Attribution d'avantages (ARRCO) en matière de retraite complémentaire (Salariés non cadres)

1 janvier 1961

Attribution d'avantages (ARRCO)

en matière de retraite complémentaire
Annexe A à l'accord du 8 décembre 1961 codifié
Article 23 - Validation des périodes de chômage
modifié par les avenants n° 2 du 26.09.1988, n° 8 du 19.06.1990,
n° 12 du 10.12.1990, n° 15 du 10.03.1993,
n° 22 du 15.06.1994, n° 27 du 10.06.1996,
n° 34 du 16.12.1996, n° 37 du 27.02.1997,
n° 39 du 02.06.1997, n° 41 du 25.09.1997,
n° 48 du 18.06.1998, n° 56 du 05.05.2000,
n° 59 et n° 60 du 12.06.2001, n° 72 du 21.01.2003,
n° 78 du 10.02.2004, n° 87 du 07.06.2005,
n° 93 du 21.03.2006
(Salariés non cadres)

I - Dispositions générales

1 - Bénéficiaires d'allocations visées par les conventions du 1er janvier 2001 et du 18 janvier 2006 relatives à l'aide au retour à l'emploi et à l'indemnisation du chômage

Bénéficiaires de la convention du 18 janvier 2006 relative à la convention de reclassement personnalisé

- A - Les participants à une institution membre de l'ARRCO, qui s'ouvrent des prestations définies au B ci-après au titre d'un emploi validable dans le cadre du présent accord, peuvent prétendre à l'inscription d'avantages de retraite, suivant les règles énoncées aux D et E ci-dessous.

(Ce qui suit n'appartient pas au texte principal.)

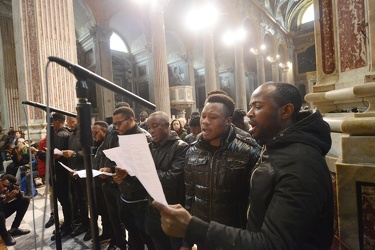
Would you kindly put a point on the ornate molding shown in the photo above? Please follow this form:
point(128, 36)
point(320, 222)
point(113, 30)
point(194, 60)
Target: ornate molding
point(6, 8)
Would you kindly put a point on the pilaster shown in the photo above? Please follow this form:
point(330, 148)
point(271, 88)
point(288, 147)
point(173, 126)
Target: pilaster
point(159, 56)
point(103, 67)
point(43, 29)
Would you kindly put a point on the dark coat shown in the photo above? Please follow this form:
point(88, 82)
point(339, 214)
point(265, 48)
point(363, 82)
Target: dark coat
point(131, 188)
point(217, 179)
point(291, 196)
point(169, 162)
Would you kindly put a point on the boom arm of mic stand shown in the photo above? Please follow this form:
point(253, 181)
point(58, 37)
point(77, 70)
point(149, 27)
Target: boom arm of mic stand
point(83, 74)
point(44, 107)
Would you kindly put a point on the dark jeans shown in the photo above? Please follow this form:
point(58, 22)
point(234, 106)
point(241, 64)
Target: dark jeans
point(63, 195)
point(133, 216)
point(112, 196)
point(79, 186)
point(19, 206)
point(102, 209)
point(159, 238)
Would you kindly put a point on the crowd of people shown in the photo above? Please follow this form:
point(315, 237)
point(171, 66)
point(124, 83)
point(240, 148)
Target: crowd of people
point(234, 180)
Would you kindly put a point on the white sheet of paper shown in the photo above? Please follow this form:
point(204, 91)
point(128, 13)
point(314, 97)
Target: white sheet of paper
point(135, 152)
point(115, 154)
point(82, 173)
point(66, 167)
point(57, 151)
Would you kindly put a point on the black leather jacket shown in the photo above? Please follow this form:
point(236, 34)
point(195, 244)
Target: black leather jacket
point(131, 188)
point(169, 162)
point(217, 179)
point(291, 196)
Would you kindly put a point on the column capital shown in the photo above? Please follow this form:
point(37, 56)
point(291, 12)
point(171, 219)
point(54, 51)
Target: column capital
point(101, 33)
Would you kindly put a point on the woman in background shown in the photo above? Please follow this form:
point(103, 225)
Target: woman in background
point(177, 127)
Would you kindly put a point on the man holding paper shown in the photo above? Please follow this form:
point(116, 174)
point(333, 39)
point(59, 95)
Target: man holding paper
point(168, 152)
point(133, 196)
point(61, 141)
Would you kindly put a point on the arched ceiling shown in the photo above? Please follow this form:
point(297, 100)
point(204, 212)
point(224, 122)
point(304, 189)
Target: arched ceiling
point(131, 20)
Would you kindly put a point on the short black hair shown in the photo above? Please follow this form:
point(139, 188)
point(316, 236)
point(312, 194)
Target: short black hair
point(10, 178)
point(121, 104)
point(144, 112)
point(58, 117)
point(102, 124)
point(126, 111)
point(287, 93)
point(224, 99)
point(217, 91)
point(195, 121)
point(178, 123)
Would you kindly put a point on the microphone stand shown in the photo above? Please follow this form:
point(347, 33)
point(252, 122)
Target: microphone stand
point(50, 133)
point(50, 136)
point(84, 119)
point(44, 107)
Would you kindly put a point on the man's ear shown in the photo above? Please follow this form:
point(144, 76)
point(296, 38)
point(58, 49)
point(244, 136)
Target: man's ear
point(286, 111)
point(229, 120)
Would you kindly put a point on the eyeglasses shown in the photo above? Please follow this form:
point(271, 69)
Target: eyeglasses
point(118, 123)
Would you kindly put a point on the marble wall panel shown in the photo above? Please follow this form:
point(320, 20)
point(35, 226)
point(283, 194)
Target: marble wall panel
point(348, 177)
point(327, 36)
point(366, 214)
point(352, 34)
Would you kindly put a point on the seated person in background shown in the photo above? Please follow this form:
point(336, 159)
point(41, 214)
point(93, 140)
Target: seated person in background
point(195, 129)
point(177, 127)
point(20, 168)
point(12, 200)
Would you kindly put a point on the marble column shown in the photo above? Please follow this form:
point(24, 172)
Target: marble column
point(284, 73)
point(240, 77)
point(43, 29)
point(260, 69)
point(275, 72)
point(209, 61)
point(159, 56)
point(103, 67)
point(190, 65)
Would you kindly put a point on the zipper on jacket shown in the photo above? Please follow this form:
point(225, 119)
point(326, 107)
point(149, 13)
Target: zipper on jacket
point(210, 199)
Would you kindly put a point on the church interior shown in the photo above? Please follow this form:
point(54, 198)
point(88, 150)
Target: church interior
point(173, 52)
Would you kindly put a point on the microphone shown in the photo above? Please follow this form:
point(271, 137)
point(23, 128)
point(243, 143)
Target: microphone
point(44, 107)
point(82, 73)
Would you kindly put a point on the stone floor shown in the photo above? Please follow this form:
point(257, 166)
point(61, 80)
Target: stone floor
point(40, 237)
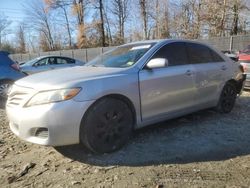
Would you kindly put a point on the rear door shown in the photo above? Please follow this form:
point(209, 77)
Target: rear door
point(169, 89)
point(61, 62)
point(210, 73)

B - Répondent à la condition visée au A pour bénéficier du présent article :

- les titulaires des allocations d'aide au retour à l'emploi, versées en application du règlement annexé à la Convention du 18 janvier 2006, relative à l'aide au retour à l'emploi et à l'indemnisation du chômage, et des annexes à ce règlement,

- les titulaires des allocations uniques dégressives, des allocations de formation reclassement, des allocations de formation de fin de stage et des allocations “chômeurs âgés”, versées en application de l'article 10 § 2 de la Convention du 1er janvier 2001 susvisée,

- ainsi que les titulaires des allocations spécifiques de reclassement versées en application de la convention du 18 janvier 2006 relative à la convention de reclassement personnalisé.

C - L'inscription d'avantages de retraite au titre du présent article est subordonnée à la condition que le participant soit en mesure de justifier, en tant que de besoin, de la perception de l'allocation servie par l'Assédic, tant en ce qui concerne la catégorie dans laquelle entre l'allocation que la période de perception.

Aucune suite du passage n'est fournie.